Akhir-akhir ini seringkali istilah "Kambing Hitam" dirujuk sebagai obyek yang sebenarnya bukan pelaku sesungguhnya, hanya pengalihan, mencari sesuatu agar bisa disalahkan. Inilah bentuk sikap tidak bertanggunjawab, kebocah-bocahan lebih tepatnya.
Dirinya atau kawannya, golongannya, gerbongnya, atau partainya sendiri yang bersalah, tetapi melemparkan kesalahan kepada orang lain, pihak lain, golongan lain, lembaga lain, dan partai lain.
Sikap tersebut dalam politik disebut sebagai "Politik Kambing Hitam". Politik kambing hitam menonjolkan sikap tak mau bertanggung jawab, lari dari kesalahan diri, tetapi melemparkan kepada orang lain atau golongan lain.
Kebiasaan menuding orang lain bukan hanya menunjukan tiadanya sikap ksatria, tetapi juga mengurangi kesadaran terhadap akar masalah. Biasanya, orang yang rentan terjangkit sikap ini adalah orang-orang frustasi, sudah lemah mengevaluasi diri, akhirnya membuat pelarian dengan mencari kambing hitam dari prasangka dan agresinya. Apa yang kita saksikan belakang ini, mengarah ke arah pemraktikan teori politik kambing hitam. (Kambing Hitam Teori Rene Girard, Sinhunata 2006)
Fenomena demikian terjadi dalam kontestasi di Pilkada Subang 2024. Pasca penetapan rekapitulasi hasil suara pemilihan oleh KPU Subang, kemudian diketahui siapa yang menang dan kalah. Imbasnya terjadi guncangan politik yang luar biasa. Kubu yang menang Jumawa, kubu yang kalah sibuk mencari kambing hitam ke penyelenggara. Apa segini saja kualitas demokrasi di Kabupaten Subang? Miris sekali!
Sulit sekali mengatakan bahwa para elit politik Subang bisa tampil bak ksatria yang siap menerima hasil di sebuah kontestasi. Mereka malah mempertontonkan intrik dan gimik klise atas ketidakpuasan dari gagalnya mendapatkan kekuasan yang akhirnya sikap tersebut malah mengkikis nilai-nilai demokrasi.
Hal ini sejalan dengan penulis dan kolumnis politik Amerika Serikat, Cal Thomas, dalam bukunya America’s Expiration Date: The Fall of Empires, Superpowers and The United States, menyatakan, ”Kebenaran jarang jadi tujuan utama para politikus, tapi pemilihan umum dan kekuasaanlah yang menjadi tujuan utama mereka”.
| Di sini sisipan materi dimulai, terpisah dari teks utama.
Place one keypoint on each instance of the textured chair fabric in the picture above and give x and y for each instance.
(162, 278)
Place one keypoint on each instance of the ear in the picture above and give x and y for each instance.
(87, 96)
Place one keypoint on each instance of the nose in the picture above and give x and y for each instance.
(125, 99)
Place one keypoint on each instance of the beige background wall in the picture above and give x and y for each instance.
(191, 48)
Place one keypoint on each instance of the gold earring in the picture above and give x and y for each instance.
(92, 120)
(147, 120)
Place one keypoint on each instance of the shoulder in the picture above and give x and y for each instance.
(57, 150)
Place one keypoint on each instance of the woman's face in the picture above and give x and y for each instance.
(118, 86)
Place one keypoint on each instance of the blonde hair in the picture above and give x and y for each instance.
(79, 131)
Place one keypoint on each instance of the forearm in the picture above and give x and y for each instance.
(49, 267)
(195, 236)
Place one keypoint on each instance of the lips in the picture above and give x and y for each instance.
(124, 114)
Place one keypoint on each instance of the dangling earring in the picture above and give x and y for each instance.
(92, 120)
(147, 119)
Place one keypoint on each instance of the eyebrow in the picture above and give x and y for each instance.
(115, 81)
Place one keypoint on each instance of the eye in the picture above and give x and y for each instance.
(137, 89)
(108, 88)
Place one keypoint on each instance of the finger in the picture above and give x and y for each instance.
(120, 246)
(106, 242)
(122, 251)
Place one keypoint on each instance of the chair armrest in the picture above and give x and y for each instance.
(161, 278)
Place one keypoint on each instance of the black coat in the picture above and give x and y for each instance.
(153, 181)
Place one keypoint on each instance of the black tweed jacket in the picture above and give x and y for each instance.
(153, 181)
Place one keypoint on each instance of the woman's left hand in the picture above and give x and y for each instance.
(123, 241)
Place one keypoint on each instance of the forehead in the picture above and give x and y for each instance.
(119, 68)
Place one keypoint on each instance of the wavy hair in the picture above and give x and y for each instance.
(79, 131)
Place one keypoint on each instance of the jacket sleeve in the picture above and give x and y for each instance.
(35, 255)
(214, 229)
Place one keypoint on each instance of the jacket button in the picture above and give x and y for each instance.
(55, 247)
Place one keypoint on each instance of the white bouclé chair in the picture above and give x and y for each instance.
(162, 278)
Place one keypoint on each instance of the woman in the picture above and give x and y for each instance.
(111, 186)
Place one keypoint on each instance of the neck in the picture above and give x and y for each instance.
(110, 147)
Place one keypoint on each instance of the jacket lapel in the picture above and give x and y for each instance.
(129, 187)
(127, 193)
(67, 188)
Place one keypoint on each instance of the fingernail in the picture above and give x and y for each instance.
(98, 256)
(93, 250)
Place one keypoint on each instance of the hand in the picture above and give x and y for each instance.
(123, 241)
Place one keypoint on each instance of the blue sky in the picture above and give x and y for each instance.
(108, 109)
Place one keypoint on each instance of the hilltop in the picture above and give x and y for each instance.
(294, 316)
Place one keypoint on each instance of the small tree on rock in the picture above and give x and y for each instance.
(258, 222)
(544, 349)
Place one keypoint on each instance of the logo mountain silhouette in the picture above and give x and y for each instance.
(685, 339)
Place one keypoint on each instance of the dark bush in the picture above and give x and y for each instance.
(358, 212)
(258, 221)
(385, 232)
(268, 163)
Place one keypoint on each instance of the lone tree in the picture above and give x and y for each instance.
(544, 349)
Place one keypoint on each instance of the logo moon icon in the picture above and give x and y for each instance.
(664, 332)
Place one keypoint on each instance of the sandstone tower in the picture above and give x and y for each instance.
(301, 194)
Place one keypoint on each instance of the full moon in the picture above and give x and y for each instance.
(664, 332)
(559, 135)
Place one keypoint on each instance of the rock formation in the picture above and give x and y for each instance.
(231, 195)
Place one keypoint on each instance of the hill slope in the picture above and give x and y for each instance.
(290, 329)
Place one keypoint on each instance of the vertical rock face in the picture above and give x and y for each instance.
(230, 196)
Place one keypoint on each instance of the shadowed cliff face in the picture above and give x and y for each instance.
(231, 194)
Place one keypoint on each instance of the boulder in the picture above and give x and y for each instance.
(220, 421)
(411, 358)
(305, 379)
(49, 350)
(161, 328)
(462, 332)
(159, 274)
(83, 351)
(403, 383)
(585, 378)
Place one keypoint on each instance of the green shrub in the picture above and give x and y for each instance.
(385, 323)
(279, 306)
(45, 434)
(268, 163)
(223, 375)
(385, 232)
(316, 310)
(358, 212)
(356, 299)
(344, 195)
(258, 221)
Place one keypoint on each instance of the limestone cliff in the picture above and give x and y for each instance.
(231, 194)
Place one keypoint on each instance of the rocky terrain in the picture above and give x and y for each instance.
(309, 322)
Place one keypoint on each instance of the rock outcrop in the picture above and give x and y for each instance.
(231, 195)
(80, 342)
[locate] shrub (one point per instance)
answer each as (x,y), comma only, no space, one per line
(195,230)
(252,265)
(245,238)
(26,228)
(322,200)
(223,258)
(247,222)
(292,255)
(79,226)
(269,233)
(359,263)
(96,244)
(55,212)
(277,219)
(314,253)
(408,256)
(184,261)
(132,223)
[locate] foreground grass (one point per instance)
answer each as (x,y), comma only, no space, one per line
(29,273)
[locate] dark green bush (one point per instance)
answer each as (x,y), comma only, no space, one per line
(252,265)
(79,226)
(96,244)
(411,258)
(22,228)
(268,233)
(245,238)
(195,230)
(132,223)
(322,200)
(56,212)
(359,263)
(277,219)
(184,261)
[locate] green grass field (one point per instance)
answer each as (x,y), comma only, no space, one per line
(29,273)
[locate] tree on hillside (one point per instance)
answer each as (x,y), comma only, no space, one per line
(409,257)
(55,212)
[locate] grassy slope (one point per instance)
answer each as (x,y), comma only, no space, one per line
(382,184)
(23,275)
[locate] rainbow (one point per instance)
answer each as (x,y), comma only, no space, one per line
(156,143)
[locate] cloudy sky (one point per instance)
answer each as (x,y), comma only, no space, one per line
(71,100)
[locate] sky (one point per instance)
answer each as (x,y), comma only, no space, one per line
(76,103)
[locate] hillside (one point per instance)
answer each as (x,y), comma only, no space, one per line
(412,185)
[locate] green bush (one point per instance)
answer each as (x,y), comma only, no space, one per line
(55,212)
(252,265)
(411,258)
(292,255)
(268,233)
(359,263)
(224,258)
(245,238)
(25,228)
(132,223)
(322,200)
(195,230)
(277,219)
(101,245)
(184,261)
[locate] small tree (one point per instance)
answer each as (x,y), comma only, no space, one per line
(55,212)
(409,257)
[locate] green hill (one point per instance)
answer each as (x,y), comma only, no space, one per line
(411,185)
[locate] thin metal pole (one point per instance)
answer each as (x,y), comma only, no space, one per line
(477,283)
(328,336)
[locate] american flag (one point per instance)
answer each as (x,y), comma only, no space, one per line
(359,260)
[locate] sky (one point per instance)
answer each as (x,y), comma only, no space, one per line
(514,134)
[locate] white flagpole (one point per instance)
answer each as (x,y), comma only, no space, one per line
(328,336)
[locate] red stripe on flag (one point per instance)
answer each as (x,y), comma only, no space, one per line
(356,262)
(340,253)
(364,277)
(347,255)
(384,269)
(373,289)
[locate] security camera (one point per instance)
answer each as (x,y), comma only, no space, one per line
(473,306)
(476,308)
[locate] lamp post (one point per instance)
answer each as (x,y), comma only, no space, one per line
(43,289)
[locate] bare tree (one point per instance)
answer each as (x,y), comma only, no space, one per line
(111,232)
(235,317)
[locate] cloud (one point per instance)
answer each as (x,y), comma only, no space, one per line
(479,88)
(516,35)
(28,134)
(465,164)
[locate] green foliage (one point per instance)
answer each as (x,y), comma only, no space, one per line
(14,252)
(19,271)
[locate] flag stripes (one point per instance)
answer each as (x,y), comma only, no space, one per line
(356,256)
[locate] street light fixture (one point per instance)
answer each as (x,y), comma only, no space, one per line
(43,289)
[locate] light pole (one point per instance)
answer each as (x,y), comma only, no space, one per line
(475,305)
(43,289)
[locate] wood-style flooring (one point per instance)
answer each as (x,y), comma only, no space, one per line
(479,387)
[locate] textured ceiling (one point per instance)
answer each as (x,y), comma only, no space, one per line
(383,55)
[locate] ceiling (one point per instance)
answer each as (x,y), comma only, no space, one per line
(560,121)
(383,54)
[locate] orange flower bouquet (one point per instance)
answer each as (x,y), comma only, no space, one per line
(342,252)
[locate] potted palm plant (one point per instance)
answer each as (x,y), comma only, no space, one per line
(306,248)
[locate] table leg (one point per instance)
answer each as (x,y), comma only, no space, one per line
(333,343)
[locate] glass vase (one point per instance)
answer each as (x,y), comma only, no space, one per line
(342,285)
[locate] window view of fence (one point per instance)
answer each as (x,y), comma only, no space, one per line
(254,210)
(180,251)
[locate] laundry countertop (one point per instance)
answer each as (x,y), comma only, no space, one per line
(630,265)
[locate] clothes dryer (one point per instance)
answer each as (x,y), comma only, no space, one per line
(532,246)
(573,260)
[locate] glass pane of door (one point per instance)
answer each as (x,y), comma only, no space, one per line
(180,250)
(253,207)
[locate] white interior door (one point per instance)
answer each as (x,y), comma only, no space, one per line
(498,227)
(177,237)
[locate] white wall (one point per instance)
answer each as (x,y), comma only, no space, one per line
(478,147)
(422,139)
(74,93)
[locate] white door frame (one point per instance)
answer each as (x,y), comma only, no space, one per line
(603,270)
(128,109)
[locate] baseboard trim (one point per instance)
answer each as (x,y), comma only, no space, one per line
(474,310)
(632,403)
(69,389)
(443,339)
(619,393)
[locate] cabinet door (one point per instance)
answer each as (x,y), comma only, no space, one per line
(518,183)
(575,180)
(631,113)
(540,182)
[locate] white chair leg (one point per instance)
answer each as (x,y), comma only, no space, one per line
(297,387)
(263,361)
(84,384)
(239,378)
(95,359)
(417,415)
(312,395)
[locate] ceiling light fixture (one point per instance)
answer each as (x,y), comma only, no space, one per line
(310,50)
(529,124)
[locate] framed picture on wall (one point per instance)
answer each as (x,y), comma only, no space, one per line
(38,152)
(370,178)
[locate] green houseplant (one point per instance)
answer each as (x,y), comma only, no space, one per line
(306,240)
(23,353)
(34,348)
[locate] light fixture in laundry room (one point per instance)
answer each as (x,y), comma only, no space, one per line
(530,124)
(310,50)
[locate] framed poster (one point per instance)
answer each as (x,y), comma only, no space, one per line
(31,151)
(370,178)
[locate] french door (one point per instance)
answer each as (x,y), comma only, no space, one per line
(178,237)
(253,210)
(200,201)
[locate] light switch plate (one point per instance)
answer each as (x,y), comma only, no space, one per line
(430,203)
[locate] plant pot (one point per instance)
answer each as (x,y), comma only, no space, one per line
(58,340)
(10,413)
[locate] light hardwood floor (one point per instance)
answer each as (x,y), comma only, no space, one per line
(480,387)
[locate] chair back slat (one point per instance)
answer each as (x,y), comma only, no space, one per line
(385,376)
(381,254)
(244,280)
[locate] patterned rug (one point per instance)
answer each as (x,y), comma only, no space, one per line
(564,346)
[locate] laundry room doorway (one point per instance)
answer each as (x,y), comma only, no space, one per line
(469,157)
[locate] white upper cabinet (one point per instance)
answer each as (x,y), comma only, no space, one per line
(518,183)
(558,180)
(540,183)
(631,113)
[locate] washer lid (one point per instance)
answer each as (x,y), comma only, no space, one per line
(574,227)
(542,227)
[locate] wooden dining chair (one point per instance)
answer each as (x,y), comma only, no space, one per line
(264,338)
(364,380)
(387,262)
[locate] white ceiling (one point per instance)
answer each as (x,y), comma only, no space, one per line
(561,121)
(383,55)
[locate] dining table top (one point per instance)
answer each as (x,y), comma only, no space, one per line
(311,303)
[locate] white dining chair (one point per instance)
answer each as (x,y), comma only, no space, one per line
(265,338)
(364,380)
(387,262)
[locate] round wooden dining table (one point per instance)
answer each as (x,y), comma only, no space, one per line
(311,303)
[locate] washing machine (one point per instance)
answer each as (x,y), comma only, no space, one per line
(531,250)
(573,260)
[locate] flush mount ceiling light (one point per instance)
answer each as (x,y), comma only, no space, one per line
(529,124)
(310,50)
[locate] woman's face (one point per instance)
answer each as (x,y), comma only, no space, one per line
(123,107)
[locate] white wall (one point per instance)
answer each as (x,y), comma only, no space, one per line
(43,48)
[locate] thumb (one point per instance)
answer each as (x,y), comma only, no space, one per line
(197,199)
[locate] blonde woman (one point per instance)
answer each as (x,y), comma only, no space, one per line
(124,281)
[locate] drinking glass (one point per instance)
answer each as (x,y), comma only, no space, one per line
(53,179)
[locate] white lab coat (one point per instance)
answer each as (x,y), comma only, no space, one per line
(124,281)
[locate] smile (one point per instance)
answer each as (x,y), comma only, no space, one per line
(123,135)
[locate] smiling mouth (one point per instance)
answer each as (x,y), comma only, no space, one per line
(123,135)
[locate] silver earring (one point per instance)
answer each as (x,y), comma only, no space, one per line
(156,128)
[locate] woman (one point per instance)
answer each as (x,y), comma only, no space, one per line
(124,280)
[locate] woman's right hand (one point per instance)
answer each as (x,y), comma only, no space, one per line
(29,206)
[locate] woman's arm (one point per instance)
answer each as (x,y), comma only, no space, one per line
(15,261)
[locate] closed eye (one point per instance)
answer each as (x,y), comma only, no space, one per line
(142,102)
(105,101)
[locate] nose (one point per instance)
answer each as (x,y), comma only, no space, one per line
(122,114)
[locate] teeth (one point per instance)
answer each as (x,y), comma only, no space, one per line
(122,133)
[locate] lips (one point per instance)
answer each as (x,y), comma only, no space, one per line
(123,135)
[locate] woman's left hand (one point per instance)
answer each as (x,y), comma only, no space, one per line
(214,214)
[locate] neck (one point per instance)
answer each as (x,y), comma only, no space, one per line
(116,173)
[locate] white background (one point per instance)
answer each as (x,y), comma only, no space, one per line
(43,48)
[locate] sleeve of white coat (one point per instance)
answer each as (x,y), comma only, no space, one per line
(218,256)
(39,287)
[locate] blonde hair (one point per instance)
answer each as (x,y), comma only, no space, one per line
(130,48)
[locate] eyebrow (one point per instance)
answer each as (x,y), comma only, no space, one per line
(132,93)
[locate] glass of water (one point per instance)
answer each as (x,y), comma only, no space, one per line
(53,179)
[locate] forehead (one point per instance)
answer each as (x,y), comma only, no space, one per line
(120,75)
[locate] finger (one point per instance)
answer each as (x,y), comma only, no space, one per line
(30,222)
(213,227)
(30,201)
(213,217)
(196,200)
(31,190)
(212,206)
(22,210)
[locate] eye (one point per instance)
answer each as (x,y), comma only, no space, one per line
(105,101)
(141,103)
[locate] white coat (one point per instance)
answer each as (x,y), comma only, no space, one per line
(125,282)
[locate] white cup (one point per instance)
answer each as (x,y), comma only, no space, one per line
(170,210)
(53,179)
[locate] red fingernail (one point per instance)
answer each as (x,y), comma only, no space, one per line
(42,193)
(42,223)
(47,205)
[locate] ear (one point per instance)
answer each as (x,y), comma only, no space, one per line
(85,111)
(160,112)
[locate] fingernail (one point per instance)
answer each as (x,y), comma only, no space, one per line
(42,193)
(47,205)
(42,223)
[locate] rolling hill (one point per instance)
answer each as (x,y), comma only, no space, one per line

Menang dan Kalah Adalah Adat Pertandingan
Sangat sulit menilai kedewasaan dan kematangan berpolitik para kontestan yang bertarung di pilkada subang 2024. Bagi kubu yang menang, mereka tergelicir oleh syahwat kekuasaan yang menggebu-gebu, mereka saat ini masih terhanyut oleh polarisasi yang tegang selama kontestasi kemarin, mereka lupa meng-addres bahwa politik persatuan menjadi kunci kondusifitas transisi pemerintahan kedepan.
Alih-alih menjadi sang jawara yang merangkul berbagai kutub untuk kemajuan subang kedepan, mereka malah tampil jumawa, sibuk membuat catatan pinggiran, menentukan siapa saja orang yang akan diakomodir dan ditendang dari sisa-sisa kekuasan kemarin. Sungguh miris!!
Bagi kubu yang kalah, menang dan kalah adalah adat pertandingan, termasuk pilkada. Mereka yang kalah perlu legowo dan yang menang harus merangkul semuanya. Bagaimanapun, pilkada hanyalah proses untuk mencapai tujuan kemajuan daerah yang lebih besar.
Karena itu, tak perlu menyikapi hasil pilkada dengan emosional, membuat kegaduhan, menjadikan penyelenggara KPU dan Bawaslu Subang sebagai kambing hitam, tak usah mengorkestrasi sedemikian rupa seakan mereka yang paling terintimidasi hingga merasa tidak diperlakukan dengan adil oleh penyelenggara pemilihan.
Padahal, penyelenggara sebagai wasit hanya menjalankan tahapan sebagaimana aturan yang ada, bukan meng-ada adakan aturan yang belum ada. Toh, lagian sistem kita sudah memberi ruang bagi yang merasa diperlakukan tidak adil, silahkan tuntaskan dengan pendekatan penegakan hukum.
Pilkada telah usai, saatnya bagi kita untuk merajut kembali persatuan dan menjaga keutuhan sebagai daerah yang ingin maju.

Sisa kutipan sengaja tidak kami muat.